Kodeks Etyki Żywnościowej to inicjatywa, która znalazła także uznanie i wsparcie ze strony Głowy Państwa. Prezydent Andrzej Duda objął patronatem prace nad Kodeksem, co nadało temu dokumentowi znacznie wieksze znaczenie i nobilitowało go. Dlatego w materiałach przekazywanych rolnikom udostępniłem skierowany do mnie list Pana Prezydenta.
Wbrew niektórym sugestiom, Pan Prezydent, ani nikt z jego współpracowników nie był i nie musiał być informowany o podejmowanych przeze mnie działaniach informacyjno-promocyjnych, nie był to bowiem element kampanii wyborczej.

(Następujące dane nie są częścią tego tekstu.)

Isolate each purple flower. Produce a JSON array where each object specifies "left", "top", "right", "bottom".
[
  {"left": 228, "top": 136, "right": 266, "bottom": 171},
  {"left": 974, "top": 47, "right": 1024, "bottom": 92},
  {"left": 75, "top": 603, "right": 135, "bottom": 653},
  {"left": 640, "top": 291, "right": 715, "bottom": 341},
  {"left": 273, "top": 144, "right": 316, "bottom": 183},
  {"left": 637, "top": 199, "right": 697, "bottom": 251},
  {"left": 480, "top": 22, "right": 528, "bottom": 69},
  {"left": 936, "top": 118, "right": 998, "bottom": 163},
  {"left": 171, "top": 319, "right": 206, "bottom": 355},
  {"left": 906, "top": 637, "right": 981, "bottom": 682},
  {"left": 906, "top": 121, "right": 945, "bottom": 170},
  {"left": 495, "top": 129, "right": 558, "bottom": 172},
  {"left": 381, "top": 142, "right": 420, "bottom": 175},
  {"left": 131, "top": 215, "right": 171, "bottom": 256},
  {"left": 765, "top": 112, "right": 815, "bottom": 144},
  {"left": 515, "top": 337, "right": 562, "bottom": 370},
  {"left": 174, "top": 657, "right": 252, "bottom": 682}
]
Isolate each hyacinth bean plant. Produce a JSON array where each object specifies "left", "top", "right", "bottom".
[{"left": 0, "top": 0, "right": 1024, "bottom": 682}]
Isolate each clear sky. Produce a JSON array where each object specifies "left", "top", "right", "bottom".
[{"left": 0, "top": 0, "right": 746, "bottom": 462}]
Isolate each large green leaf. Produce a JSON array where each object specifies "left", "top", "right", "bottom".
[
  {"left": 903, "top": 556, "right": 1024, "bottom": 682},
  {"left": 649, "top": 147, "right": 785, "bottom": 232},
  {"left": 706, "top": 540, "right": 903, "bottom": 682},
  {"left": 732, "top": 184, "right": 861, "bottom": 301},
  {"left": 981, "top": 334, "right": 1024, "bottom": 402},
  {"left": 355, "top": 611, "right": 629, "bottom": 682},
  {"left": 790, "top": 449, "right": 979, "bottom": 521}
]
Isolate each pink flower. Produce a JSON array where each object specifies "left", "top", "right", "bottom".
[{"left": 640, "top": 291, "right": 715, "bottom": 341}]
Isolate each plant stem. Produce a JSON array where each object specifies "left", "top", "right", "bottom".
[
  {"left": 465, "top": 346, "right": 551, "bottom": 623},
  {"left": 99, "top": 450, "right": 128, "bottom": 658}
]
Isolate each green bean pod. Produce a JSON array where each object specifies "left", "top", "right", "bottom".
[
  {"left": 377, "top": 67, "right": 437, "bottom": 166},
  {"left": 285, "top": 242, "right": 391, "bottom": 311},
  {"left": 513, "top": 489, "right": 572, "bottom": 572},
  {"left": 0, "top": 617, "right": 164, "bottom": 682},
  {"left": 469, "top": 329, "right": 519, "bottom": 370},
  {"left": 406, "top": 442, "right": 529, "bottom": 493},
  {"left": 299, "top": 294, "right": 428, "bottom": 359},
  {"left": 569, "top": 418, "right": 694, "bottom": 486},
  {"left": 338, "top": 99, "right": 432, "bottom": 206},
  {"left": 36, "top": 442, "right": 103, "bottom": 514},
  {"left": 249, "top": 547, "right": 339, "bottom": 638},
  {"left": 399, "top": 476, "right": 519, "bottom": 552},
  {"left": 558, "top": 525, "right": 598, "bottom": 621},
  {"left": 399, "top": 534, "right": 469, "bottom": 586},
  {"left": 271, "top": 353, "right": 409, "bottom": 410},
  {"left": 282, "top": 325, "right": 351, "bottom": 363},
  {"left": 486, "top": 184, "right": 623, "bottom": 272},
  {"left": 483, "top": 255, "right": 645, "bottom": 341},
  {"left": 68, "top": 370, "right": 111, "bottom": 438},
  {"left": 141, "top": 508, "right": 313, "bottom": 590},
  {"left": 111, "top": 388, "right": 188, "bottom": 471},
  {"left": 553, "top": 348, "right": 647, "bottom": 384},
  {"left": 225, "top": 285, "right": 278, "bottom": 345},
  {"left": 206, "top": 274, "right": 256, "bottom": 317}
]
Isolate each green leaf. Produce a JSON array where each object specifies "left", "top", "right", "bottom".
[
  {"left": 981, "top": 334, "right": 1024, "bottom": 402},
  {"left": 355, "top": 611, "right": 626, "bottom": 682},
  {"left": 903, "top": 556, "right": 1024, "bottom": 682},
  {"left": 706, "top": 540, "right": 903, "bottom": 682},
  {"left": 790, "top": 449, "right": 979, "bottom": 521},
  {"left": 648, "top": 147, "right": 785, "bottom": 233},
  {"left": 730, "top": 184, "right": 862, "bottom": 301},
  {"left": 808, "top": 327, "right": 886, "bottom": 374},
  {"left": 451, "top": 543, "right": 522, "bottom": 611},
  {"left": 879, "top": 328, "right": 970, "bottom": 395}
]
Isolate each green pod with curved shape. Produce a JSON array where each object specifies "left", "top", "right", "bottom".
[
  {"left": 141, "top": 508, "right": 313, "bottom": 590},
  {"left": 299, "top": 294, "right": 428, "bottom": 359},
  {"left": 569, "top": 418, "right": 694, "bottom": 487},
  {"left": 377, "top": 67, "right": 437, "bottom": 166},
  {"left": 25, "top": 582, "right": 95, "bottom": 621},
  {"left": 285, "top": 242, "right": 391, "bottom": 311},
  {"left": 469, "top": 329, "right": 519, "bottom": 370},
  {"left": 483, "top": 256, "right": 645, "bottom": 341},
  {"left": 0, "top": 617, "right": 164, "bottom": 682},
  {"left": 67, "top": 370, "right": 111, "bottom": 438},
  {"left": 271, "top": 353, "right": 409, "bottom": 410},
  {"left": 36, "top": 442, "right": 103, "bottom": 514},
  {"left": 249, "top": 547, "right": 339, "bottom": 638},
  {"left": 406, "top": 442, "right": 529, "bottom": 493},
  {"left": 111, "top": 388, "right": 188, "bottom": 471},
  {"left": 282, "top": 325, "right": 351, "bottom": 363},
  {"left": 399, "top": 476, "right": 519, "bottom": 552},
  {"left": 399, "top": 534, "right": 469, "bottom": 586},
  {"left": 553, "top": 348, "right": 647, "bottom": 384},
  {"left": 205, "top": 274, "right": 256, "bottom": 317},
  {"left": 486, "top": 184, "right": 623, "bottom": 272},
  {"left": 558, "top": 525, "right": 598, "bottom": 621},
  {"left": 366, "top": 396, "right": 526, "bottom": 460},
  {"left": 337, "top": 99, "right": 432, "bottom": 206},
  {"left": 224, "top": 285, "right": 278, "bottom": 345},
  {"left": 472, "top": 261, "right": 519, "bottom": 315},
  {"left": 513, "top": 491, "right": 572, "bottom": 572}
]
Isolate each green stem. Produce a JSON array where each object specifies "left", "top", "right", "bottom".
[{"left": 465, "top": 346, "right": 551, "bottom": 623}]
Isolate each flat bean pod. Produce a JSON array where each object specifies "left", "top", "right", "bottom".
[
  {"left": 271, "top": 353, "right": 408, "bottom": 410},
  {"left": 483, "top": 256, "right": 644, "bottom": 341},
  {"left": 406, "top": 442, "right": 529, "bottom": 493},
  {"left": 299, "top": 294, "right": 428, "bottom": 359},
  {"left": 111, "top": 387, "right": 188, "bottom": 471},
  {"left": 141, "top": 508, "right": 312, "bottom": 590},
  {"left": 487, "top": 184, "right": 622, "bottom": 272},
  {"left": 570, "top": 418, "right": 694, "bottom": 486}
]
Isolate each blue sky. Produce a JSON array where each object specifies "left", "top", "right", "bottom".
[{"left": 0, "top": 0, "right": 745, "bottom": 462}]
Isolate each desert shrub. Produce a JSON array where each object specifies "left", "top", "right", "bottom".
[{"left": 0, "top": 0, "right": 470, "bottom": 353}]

Tymczasem interesujący się tym tematem dziennikarze ani jednym słowem nie wspomnieli o zawartości samego Kodeksu. Czy nie jest dziwnym, że nie interesuje ich propagowanie uczciwych postaw w biznesie, właściwych relacji w całym łańcuchu żywnościowym, brak zgody na nadużycia ze strony licznej rzeszy pośredników? Co złego jest w propagowaniu zachowań etycznych w biznesie?
Byłem, jestem i będę zwolennikiem uczciwego biznesu. To mają być stosunki partnerskie, rozwijające się z korzyścią dla obu stron, a nie tylko jednej.
Jak widać nie wszystkim na tym zależy.
Natomiast, aby ukrócić insynuacje związane z wysyłką Kodeksu wyjaśniam, że jednym ze sposobów komunikowania się z rolnikami jest dołączenie materiałów informacyjnych do dokumentów, które wysyłane są przez KRUS do rolników co kwartał. Z takiej możliwości korzystali także moi poprzednicy, chociażby z koalicyjnego rządu PO-PSL.
Dołączone materiały informacyjne nie zwiększyły wagi przesyłki, co nie skutkowało zwiększeniem opłaty pocztowej. Druk był wykonany własnym sumptem resortu rolnictwa.
Źródło Ministerstwo Rolnictwa i Rozwoju Wsi https://www.gov.pl/rolnictwo/
Panie ministrze jak pańska etyka ma się do tego co wpływa do kraju z Ukrainy mięso drobiowe nie sprawdzanej jakości i jak mamy panu ufać i głosować na pana partię trochę więcej prawdy a nie pozorów .Cedrob też wypuszcza mięso poniżej kosztów i o jakiej uczciwości mówimy.Pozdrawiam i życzę spokoju sumienia idąc do kościoła.